Testata: Informazione Corretta Data: 21 novembre 2012  Autore: Ugo Volli.

Cartoline da Eurabia, di Ugo Volli.

Tregua significa resa.

Una grande pressione internazionale si è esercitata fra ieri e oggi sul governo Netanyahu in favore – se non di una pace, che Hamas rifiuta per principio – di una “tregua”, di un “cessate il fuoco”, di una “de-escalation”, insomma di qualunque cosa che possa tagliere alla comunità internazionale il fastidio della reazione israeliana contro il terrorismo a Gaza. In linea di principio – e a parole – tutti accettano il diritto di Israele all’autodifesa – tutti, voglio dire, salvo Egitto, Turchia, il resto del mondo arabo e musulmano, gli stati comunisti o ex e quasi tali.

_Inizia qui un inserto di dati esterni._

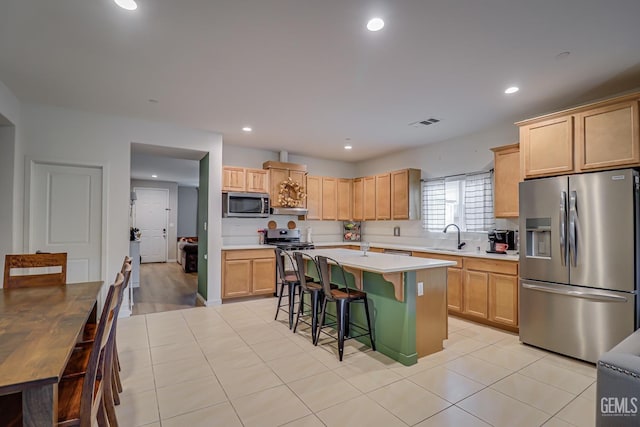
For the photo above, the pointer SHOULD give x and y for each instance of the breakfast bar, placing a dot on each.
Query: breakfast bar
(407, 297)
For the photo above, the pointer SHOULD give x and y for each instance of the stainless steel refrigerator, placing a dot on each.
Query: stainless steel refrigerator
(579, 252)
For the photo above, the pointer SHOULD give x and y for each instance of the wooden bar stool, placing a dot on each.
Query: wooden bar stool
(343, 297)
(288, 280)
(311, 288)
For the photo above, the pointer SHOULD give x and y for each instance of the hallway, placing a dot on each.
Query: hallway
(164, 287)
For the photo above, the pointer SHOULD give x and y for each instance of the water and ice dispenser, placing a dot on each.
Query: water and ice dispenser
(538, 237)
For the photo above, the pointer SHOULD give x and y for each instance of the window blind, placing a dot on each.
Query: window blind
(478, 202)
(433, 205)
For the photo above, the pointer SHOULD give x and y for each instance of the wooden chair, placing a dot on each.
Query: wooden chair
(343, 297)
(81, 398)
(38, 260)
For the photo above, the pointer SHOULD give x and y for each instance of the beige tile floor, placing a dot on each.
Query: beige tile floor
(233, 365)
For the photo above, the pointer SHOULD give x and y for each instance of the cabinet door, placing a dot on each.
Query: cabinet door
(506, 180)
(400, 194)
(547, 147)
(314, 197)
(454, 289)
(383, 196)
(503, 299)
(263, 276)
(344, 199)
(257, 180)
(474, 293)
(276, 176)
(358, 199)
(233, 179)
(369, 197)
(236, 280)
(608, 137)
(329, 198)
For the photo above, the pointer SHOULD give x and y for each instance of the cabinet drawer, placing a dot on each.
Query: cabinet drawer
(249, 254)
(494, 266)
(456, 259)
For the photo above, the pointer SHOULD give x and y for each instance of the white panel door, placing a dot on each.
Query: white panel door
(65, 215)
(151, 218)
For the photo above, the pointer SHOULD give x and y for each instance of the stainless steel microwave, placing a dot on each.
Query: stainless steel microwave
(245, 205)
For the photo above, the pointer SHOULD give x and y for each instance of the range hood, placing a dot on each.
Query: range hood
(288, 211)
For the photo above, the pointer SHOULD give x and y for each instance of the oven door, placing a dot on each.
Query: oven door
(245, 205)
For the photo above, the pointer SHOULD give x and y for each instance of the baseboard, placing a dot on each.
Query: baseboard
(208, 303)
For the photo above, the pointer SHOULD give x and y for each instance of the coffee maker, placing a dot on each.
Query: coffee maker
(507, 237)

Ma in pratica si vuole “evitare il peggio”. Il fatto che Israele abbia cercato in tutti i modi di evitare le vittime civili mentre Hamas e gli altri movimenti terroristi di Gaza abbiano cercato invece di moltiplicarli, il fatto che Israele in piena guerra abbia continuato e cointinui a fornire elettricità, cibo e medicinali a Gaza, sebbene i convogli diretti alla striscia siano diventati essi stessi obiettivi di bombardamento, la prova aperta del coinvolgimento iraniano nelle forniture di missili ai terroristi: tutto ciò non conta nulla, quel che importa è avere un fastidio in meno.
Naturalmente non sta a noi che siamo qui, dare suggerimenti al delicatissimo compito del governo israeliano nel trovare l’equilibrio fra le necessità militari e la pressione politica internazionale: Netanyahu ha agito benissimo, finora e sono gli israeliani che rischiano, nei bombardamenti, nell’eventuale azione terrestre, e anche nell’eventualità di una tregua prematura e senza condizioni, che lasci ancora attiva la struttura terroristica. Però bisogna dire che se la pace, quella vera, è un valore in sé, una benedizione che gli ebrei invocano in tutte le loro preghiere e usano anche come saluto, la “tregua” o il “cessate il fuoco” non lo sono, proprio perché non sono né la pace e neppure spesso la sua premessa. L’operazione a Gaza, come quella di quattro anni fa è nata per tutelare il diritto alla vita delle popolazioni circostanti la striscia, tormentate dal terrorismo sempre più armato di Hamas e dintorni. In questi giorni è emerso che la portata delle armi terroristiche arriva fino al centro di Israele, e solo la presenza del sistema difensivo antimissili e dei rifugi ha limitato le vittime. Ma ogni sistema difensivo, col tempo e con i soldi può essere superato – e anche questo lo sarà se ai nemici di Israele verrà data la possibilità di riprovarci. Chiedere una tregua oggi, prima che la struttura terroristica sia smantellata e senza vere garanzie internazionali, è preparare una nuova guerra fra qualche anno o qualche mese. Chi cerca di obbligare Israele a fermarsi ora non è per la pace, ma per la guerra a intermittenza. O, per dirla con un vecchio proverbio, il medico pietoso fa la piaga purulenta.